CVTrust has also carved out a position as the ideal partner for MOOCs (Massive Open Online Courses) and LMS (Learning Management Systems) by integrating Smart Diploma™ into their e-learning platform so that they can provide certificates to their thousands of subscribers in the most convenient, transparent and secure way. In addition, a recent collaboration with a renowned professional social network allows alumni (Smart Diploma™ holders) to post their official digital credentials in the appropriate slot on their personal profile, without tedious manipulation and in a completely safe manner, allowing recruiters to verify the integrity of the uploaded documents beforehand and in a single click.
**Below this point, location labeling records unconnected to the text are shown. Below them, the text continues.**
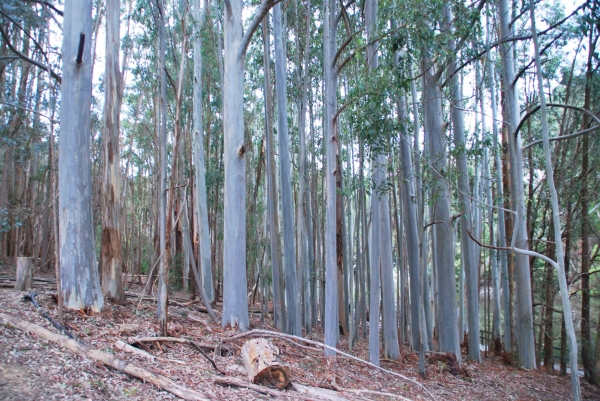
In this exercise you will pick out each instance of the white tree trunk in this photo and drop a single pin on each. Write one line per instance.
(467, 246)
(24, 276)
(331, 284)
(162, 304)
(289, 251)
(272, 200)
(525, 338)
(199, 163)
(501, 231)
(443, 230)
(111, 248)
(560, 254)
(235, 306)
(80, 284)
“According to our calculation, the fraud of one’s expertise costs European companies an average of 8 billion Euro a year, while American companies face a loss of 7.7 billion dollars. Consequences can be tragic, be it on the operational level for the employer or in terms of reputation and therefore professional future for the ‘cheater’”, concludes Pierre-David Dewaele, co-founder and CTO of CVTrust. “Smart Diploma™ constitutes a true shield against falsification, re-establishes confidence in the work sector and allows for an good return on investment for our clients as they can easily and rapidly save money on administration, logistic, printing and communication cost items.”